Hidden & Dangerous

It’s Rainbow Six set in World War II (but not quite as good).

14_1Hidden & Dangerous from Czech-based developer Illusion Softworks is a mixed bag. The engine does impress the eye with real-time shadows and particle effects, but on the whole the textures look washed out and the animations crude. The controls are sloppy and unresponsive, the camera wobbly and the third-person shooting awkward. And while it’s halfway entertaining as a stealth/action game after some practice, Thief: The Dark Project and Metal Gear Solid have pulled off the same tricks with greater finesse.

You will encounter your first bit of consternation in Hidden & Dangerous after listening to the mission briefing of campaign one, mission one. You’re told to get across a bridge undetected. You can spend a lot of time trying to do this before you reach the conclusion that when a mission says “undetected,” what it means is “leave no witnesses alive.” The real goal in this, and most missions, is just to kill everyone.

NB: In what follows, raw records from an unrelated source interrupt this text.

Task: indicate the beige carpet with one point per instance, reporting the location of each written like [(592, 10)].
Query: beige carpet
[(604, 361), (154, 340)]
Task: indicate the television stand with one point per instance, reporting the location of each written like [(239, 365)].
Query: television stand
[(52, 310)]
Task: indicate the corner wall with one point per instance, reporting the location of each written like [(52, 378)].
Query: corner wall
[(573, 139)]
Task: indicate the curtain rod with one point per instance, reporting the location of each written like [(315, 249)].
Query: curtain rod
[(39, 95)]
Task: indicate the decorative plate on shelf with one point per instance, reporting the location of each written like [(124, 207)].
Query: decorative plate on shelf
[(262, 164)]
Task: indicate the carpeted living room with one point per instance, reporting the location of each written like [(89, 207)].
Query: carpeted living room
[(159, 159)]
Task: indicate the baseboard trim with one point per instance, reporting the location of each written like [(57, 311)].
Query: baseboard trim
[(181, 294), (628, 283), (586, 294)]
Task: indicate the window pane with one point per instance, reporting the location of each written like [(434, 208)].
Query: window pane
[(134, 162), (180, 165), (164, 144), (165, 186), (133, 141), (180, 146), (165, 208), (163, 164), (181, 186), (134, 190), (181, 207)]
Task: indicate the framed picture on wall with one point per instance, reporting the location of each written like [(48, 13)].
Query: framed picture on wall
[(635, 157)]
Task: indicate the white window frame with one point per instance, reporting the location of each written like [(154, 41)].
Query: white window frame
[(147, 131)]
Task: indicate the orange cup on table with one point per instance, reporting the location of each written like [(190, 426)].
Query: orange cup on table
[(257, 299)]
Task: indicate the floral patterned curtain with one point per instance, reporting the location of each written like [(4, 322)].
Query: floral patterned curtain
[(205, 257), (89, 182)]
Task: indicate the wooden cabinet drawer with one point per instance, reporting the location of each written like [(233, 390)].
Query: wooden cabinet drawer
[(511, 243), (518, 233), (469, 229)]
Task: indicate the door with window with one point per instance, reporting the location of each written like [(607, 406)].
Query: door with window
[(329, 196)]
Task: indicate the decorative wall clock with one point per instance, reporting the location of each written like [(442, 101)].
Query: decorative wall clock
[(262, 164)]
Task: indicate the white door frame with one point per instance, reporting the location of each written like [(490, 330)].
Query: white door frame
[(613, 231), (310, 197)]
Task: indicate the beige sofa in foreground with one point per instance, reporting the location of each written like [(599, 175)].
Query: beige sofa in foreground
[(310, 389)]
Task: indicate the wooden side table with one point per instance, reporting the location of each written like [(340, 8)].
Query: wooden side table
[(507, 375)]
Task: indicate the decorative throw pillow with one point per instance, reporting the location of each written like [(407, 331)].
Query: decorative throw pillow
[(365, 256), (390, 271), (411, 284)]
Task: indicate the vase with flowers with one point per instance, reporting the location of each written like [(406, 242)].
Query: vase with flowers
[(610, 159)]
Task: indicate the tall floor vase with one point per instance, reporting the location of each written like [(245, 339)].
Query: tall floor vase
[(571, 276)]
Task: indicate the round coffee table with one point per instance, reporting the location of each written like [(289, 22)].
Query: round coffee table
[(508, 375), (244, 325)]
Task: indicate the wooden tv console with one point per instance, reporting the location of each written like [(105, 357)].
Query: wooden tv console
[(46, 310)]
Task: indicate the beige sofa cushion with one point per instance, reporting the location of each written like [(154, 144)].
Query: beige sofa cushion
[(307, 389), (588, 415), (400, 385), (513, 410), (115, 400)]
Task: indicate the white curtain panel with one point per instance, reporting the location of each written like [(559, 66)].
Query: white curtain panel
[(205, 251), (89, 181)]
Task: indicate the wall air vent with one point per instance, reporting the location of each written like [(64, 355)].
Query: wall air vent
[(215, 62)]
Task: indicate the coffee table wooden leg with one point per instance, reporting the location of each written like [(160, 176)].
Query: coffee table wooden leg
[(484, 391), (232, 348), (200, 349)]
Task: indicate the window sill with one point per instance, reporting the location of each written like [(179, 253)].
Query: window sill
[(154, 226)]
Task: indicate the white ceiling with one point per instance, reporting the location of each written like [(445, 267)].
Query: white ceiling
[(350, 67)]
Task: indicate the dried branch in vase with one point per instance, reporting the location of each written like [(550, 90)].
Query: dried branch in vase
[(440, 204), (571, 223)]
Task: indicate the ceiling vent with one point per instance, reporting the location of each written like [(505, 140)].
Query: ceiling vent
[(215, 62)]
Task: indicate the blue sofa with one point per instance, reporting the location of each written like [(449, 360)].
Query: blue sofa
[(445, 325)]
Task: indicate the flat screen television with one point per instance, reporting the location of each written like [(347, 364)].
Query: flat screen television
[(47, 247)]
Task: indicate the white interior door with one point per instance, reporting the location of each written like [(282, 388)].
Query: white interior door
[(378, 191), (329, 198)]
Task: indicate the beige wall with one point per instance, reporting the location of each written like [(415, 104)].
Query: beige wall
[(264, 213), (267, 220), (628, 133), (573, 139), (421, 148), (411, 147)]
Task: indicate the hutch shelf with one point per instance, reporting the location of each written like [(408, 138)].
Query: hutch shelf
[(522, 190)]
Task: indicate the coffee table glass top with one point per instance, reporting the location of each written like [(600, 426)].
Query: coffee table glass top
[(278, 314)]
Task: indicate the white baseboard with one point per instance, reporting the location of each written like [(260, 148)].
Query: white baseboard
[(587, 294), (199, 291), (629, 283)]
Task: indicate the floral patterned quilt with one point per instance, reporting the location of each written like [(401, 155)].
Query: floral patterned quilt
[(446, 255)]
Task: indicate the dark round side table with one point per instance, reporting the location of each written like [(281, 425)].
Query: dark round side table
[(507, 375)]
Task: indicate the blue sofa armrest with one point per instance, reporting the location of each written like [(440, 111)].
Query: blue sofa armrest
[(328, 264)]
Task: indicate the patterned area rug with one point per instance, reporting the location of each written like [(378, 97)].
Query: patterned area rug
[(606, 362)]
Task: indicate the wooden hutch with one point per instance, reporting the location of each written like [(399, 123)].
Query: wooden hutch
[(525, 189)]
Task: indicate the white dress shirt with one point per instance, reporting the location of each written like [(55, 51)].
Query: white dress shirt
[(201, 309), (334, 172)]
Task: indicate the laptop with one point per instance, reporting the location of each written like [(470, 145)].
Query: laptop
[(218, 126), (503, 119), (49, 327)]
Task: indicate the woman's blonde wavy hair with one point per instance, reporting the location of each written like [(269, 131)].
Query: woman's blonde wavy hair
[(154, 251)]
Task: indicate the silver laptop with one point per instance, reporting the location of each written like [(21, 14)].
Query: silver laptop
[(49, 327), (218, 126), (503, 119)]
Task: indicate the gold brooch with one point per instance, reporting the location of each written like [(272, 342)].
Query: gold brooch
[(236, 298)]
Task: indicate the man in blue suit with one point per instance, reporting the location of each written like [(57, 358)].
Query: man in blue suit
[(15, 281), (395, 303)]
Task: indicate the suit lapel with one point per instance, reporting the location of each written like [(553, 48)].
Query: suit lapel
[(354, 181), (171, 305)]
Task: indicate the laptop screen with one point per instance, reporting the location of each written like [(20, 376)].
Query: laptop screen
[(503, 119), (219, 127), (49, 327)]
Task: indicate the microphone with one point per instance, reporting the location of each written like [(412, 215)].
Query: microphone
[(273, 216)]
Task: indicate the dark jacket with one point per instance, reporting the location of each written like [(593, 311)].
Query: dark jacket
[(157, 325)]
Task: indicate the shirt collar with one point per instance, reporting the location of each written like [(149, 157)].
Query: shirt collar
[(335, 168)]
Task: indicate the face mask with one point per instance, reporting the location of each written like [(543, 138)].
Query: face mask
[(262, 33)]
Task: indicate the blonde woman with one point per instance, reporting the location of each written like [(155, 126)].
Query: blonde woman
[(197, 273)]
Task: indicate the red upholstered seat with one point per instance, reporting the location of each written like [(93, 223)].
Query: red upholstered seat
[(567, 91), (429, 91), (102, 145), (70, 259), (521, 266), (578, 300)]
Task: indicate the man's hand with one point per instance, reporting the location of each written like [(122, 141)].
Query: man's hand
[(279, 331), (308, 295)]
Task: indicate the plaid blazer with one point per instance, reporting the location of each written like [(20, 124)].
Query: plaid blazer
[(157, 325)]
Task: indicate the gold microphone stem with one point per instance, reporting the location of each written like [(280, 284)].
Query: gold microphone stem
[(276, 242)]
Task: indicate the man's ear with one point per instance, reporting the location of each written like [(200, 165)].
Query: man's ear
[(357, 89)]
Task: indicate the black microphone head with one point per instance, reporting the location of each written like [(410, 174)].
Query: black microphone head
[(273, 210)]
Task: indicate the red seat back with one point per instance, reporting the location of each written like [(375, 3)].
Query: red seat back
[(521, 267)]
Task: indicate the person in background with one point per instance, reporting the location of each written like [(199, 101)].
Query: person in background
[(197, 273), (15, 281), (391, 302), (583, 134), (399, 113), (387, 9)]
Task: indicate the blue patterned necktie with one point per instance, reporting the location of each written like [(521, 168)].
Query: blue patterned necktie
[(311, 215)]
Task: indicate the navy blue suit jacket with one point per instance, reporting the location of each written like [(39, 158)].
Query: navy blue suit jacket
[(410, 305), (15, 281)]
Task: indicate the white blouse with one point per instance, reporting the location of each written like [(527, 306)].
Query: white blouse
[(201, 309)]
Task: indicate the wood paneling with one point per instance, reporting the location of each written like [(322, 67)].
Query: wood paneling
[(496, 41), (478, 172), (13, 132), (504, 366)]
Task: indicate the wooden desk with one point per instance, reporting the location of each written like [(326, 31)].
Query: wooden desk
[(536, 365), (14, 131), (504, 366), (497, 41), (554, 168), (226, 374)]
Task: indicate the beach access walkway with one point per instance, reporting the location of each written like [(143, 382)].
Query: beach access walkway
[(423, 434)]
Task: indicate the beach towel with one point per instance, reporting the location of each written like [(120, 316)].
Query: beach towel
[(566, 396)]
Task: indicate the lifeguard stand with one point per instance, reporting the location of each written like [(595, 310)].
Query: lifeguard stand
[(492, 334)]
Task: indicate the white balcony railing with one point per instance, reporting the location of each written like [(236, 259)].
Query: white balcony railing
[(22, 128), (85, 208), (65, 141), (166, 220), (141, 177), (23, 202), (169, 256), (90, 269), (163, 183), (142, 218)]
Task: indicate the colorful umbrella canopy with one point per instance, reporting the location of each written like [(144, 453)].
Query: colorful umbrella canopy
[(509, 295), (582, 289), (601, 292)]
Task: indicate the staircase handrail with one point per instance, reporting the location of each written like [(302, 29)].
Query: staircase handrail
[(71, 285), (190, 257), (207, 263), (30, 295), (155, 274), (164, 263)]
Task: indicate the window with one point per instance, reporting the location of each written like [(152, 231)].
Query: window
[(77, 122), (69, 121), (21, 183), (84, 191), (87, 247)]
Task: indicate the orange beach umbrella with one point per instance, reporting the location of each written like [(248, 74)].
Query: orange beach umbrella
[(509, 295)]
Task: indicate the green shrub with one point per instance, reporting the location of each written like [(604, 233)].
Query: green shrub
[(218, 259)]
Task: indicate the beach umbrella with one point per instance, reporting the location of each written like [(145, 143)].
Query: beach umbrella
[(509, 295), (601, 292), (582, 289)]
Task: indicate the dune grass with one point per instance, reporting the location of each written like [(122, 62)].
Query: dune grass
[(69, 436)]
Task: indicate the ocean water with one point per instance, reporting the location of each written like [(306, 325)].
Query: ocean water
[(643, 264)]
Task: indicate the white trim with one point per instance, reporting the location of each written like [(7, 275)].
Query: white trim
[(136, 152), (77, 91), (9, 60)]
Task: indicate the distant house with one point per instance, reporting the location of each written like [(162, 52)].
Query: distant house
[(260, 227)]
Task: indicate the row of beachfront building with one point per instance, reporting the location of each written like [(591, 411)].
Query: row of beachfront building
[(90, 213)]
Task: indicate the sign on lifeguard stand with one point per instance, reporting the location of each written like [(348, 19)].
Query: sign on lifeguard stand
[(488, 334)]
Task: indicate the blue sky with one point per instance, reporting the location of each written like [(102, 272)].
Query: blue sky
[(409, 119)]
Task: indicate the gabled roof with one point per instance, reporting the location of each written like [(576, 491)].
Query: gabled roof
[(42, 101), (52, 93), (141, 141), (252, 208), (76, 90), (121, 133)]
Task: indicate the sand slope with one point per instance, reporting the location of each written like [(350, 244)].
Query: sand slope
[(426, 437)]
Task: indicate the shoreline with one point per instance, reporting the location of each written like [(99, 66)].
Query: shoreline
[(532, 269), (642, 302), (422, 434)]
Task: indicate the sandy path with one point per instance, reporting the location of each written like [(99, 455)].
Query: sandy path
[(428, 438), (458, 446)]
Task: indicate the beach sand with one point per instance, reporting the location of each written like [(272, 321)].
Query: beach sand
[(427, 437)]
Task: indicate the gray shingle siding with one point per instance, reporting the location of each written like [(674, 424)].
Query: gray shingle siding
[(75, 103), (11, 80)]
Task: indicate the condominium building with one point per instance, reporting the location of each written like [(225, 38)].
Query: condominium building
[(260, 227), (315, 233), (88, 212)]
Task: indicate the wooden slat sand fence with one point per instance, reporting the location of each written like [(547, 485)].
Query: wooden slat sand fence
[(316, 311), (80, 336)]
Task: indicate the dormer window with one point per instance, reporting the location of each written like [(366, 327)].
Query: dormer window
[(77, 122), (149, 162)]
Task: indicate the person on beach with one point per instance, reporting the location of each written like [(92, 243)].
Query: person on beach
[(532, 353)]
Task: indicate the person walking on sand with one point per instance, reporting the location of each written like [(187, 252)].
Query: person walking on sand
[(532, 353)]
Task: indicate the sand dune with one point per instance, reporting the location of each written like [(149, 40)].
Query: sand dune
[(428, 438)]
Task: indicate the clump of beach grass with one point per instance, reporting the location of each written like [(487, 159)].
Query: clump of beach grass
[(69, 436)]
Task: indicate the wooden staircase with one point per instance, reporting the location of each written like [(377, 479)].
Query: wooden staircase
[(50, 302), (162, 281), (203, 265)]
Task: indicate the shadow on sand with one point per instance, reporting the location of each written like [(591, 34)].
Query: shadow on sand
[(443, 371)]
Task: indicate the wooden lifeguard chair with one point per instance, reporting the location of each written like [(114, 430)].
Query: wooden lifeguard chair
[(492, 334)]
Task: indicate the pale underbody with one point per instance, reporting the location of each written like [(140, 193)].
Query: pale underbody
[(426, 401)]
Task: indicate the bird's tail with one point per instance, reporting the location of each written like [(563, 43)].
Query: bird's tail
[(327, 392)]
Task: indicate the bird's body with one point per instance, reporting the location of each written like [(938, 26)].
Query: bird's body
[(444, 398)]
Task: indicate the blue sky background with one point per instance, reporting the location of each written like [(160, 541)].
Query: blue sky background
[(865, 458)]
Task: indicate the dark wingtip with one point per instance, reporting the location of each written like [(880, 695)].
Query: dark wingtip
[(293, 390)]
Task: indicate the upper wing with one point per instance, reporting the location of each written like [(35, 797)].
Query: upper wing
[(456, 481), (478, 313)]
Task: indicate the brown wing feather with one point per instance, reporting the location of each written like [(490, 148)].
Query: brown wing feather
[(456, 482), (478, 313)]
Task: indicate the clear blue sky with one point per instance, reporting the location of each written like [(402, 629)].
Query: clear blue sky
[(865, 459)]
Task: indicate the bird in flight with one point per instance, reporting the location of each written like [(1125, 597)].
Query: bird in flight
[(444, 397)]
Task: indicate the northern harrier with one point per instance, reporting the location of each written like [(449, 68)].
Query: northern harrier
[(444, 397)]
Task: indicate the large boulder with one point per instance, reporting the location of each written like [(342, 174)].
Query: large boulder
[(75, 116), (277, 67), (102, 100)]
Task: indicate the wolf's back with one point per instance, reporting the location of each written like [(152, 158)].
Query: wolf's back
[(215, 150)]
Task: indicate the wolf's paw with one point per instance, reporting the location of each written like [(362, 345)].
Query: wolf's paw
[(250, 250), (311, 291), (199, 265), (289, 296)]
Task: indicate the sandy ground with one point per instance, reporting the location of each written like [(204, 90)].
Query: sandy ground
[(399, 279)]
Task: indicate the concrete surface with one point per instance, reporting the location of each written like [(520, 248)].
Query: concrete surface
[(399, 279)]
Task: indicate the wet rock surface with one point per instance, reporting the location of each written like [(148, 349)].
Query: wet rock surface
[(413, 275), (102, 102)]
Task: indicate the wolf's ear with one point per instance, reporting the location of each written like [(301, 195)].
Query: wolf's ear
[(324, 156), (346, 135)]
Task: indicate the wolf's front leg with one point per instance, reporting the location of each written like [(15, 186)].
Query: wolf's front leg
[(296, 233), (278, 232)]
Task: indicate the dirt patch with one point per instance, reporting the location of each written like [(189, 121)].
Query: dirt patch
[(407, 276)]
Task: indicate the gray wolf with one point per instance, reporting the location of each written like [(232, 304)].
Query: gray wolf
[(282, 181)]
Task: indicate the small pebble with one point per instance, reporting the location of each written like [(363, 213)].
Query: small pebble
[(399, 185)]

There are six World War 2 “campaigns” of anywhere from one to six canned missions each, for a total of 23 missions. At the start of each campaign you’ll pick up to eight soldiers from your pool of talent to participate in the missions for that campaign (four soldiers per mission, the rest of the campaign team are replacements). In addition, for each campaign you select the weapons, ammo and equipment you’ll take. There’s a weight limit to prevent you from taking enough stuff to supply an entire regiment.

This is a nice idea on paper, but since you have no idea what each mission will entail until you get to it, your success is based on either luck, replaying a campaign, or letting the computer outfit you and trusting it. For instance, if you take 3 explosive charges on a campaign, then find that in one mission you have to blow up two objectives, and in another you have to blow up three, you’re out of luck. Time to back up to the start of the campaign and try again. Trial and error is a theme the runs deep in Hidden & Dangerous.

Once in the mission, you can jump from one soldier to the next. You can use the map feature to set up routes for the men to follow… you might want to play with this for grins, but usually you’ll want to control the men individually. It’s almost impossible to place, for instance, a machine gunner in an optimal position with the map mode. Until you jump into that man and see the battlefield through his eyes, you won’t know quite what his field of fire is. You can also order other members of the team from within the game engine (run up to them and yell “Follow me!” and they’ll tag along behind you); this feature sees more use than the map mode.

5_1The AI is a jumbled mess of inconsistencies and occasional pleasant surprises. What makes this truly surreal is the behavior of the enemy. Sometimes when you pop a Wehrmacht soldier, his alarmed friends will start running around like mad looking for you. If they actually head in your direction and come into targeting range, your other soldiers cut him down with their semi-auto weapons, while you keep sniping. How nice! The artificial intelligence of your squad mates is pretty good in these conditions— they’ll even move around to stay in cover or to get a better line of sight to the action.

More often, however, the other enemy soldiers will just stand around or continue to patrol, stepping over their fallen comrade with nary a glance. This makes the game more arcade-like but shatters any pretense at realism. Sneak behind a villa and take out the guards in the backyard. Those in the front will keep patrolling, those inside will continue to stand there in “we’re gonna surprise the intruder” positions. At other times, you can poke your head over a rise and an enemy half a kilometer away will instantly spot you and put a bullet through your noggin.

* * *

When the missions remain outdoors, Hidden & Dangerous can be fun. It’s when you have to go into houses that it begins to fall apart. First, the engine has difficulty keeping the camera in position as you move through doors. Your view will be blocked for the crucial seconds of first entering a room, then the camera will swoop sickeningly around to get a good shot. The obvious solution is to switch to first person mode, but that doesn’t work very well for movement. You tend to lurch around an awful lot, and your view lurches with you. Pathfinding through tight corners tends to haywire the squad AI as well.

9_1At this point you realize that a lot of Hidden & Dangerous centers around the save/explore/die/restore cycle, which is the point at which you will want to stick it on the shelf. Before it was patched, the game war notoriously buggy. Your men will spontaneously die with no enemies near. They will fall through the world. They will fail to negotiate a ladder and fall to their deaths. Weapons will suddenly disappear. Sometimes your men will shoot away their entire magazine through armored cars, or other such impervious objects, trying to hit an enemy.

Hidden & Dangerous can be occasionally fun, but it’s doubtlessly a sub-par shooter and stealth game. For the first hour or so, every moment of fun will get overshadowed by mountains of frustration. Still, if you’re a hardcore gamer looking for an old fashioned WWII-themed shooter, then maybe the initial aggravation might be worth it in the long run.